# Angular momentum operators as infinitesimal generators

1. Jun 6, 2013

### Yoran91

Hello everyone,

I'm going through some lecture notes and there are some things I don't understand about the whole derivation of the angular momentum multiplet.

It's said that the skew-symmetric 3x3 matrices $J_i$ are the infinitesimal generators of the rotation group $SO(3)$. Later, however, these are operators acting on a Hilbert space spanned by vectors $|jm\rangle$ which can take on all different kinds of dimensions depending on the spin $j$.

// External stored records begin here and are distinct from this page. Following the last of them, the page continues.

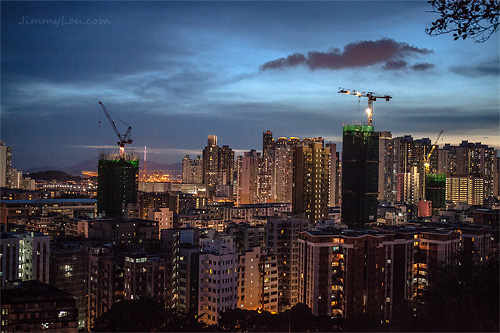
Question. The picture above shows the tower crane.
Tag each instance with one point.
(124, 138)
(371, 98)
(427, 162)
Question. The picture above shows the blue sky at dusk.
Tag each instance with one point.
(180, 71)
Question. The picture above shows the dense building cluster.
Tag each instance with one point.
(350, 234)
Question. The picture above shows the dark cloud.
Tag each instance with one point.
(395, 64)
(483, 69)
(422, 66)
(359, 54)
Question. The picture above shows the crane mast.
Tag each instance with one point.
(371, 98)
(124, 138)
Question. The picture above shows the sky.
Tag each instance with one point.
(179, 71)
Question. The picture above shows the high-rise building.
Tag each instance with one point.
(386, 179)
(267, 140)
(282, 240)
(25, 256)
(248, 178)
(226, 166)
(157, 200)
(211, 164)
(192, 170)
(68, 272)
(311, 174)
(343, 274)
(465, 190)
(334, 175)
(435, 190)
(5, 164)
(34, 256)
(282, 183)
(471, 160)
(164, 217)
(257, 280)
(181, 249)
(409, 153)
(218, 165)
(218, 284)
(105, 281)
(408, 187)
(360, 147)
(9, 260)
(144, 277)
(117, 185)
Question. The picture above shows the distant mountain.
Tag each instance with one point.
(38, 169)
(88, 165)
(91, 165)
(56, 175)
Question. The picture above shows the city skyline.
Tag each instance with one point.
(180, 71)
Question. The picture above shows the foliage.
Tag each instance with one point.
(298, 319)
(463, 298)
(476, 19)
(145, 315)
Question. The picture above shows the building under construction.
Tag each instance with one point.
(359, 175)
(118, 183)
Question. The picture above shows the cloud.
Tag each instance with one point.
(393, 55)
(490, 68)
(422, 66)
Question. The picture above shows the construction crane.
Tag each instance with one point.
(371, 98)
(124, 138)
(427, 163)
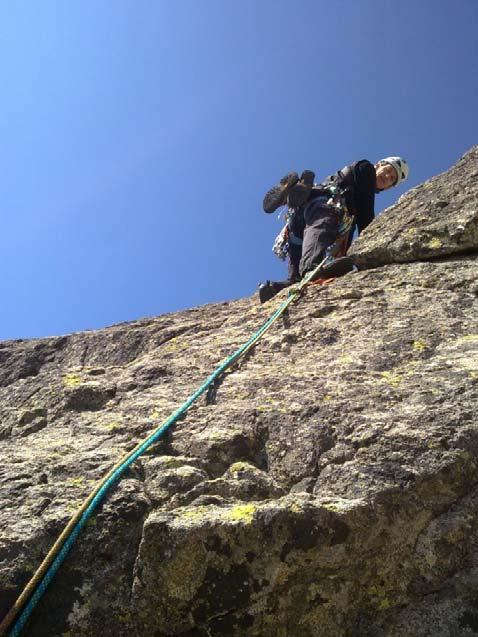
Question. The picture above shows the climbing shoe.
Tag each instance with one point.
(337, 267)
(299, 194)
(269, 289)
(277, 196)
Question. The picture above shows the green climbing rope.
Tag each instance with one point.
(32, 593)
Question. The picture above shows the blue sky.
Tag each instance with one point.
(138, 138)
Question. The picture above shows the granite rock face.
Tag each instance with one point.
(328, 484)
(438, 218)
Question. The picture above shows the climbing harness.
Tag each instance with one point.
(335, 199)
(32, 593)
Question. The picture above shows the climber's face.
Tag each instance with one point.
(386, 176)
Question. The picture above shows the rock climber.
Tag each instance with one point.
(313, 224)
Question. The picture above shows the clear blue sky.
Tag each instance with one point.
(138, 137)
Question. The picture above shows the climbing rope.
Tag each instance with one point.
(33, 591)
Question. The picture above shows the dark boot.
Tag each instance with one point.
(277, 196)
(269, 289)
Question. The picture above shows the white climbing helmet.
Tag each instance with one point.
(400, 166)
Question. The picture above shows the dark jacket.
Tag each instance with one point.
(359, 181)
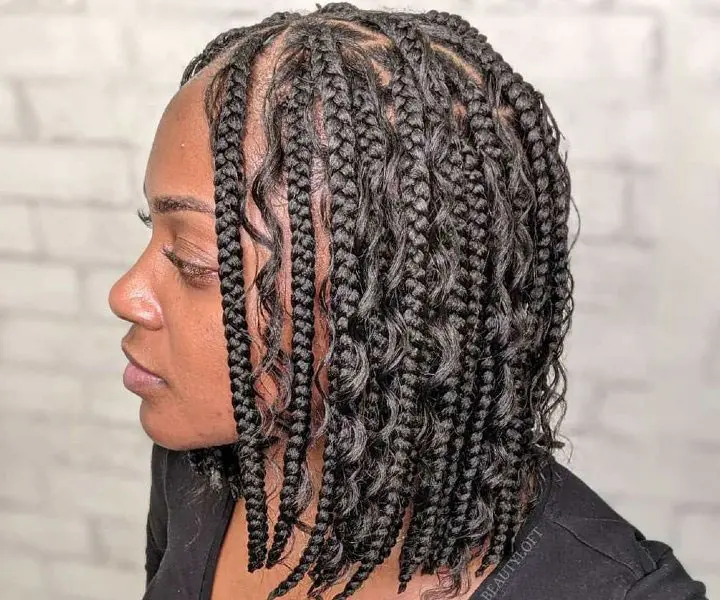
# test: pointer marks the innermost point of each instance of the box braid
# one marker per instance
(529, 110)
(448, 230)
(298, 161)
(445, 163)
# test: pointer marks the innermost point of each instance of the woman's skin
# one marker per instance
(177, 332)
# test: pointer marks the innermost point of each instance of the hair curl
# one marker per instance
(449, 289)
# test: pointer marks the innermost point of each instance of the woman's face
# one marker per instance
(175, 311)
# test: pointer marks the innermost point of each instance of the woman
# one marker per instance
(352, 374)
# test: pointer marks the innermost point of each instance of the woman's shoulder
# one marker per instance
(574, 544)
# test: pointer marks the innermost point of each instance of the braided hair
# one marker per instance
(447, 299)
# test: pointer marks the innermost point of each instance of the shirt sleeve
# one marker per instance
(669, 581)
(156, 527)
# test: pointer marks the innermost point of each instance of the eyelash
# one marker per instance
(189, 271)
(144, 216)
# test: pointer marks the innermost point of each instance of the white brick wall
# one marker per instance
(635, 87)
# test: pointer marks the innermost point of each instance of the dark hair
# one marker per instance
(449, 288)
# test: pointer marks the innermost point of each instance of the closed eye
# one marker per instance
(144, 216)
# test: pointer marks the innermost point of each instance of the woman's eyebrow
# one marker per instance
(167, 204)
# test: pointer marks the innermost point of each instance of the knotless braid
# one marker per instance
(298, 162)
(449, 291)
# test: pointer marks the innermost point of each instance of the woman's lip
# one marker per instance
(136, 379)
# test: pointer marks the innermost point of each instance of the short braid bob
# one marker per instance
(449, 293)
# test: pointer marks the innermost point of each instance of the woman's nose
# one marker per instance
(132, 297)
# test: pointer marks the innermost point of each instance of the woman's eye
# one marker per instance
(193, 273)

This doesn't make any sense to me! What is the relation between these operators and the matrices and how does spin 'tell' what the dimensions of the operators should be?
Can anyone help?

2. Jun 6, 2013

### dextercioby

There's the subtle difference into what a representation is: Since the group is 3 dimensional, the generators will be 3, namely 3 matrices with 3 columns and 3 rows. You wish to represent this (symmetry) group onto some complex separable Hilbert space. But the dimension of the Hilbert space can be any number from 1 to infinity. So a representation of the group takes a 3x3 matrix into a linear (unitary in case of SO(3), as per Wigner's theorem) operator on a Hilbert space. If the Hilbert space in which you wish to represent the rotation matrix is 2-dimensional (as in the case of spin of an electron, for example), the representation is a mapping from SO(3) to C2.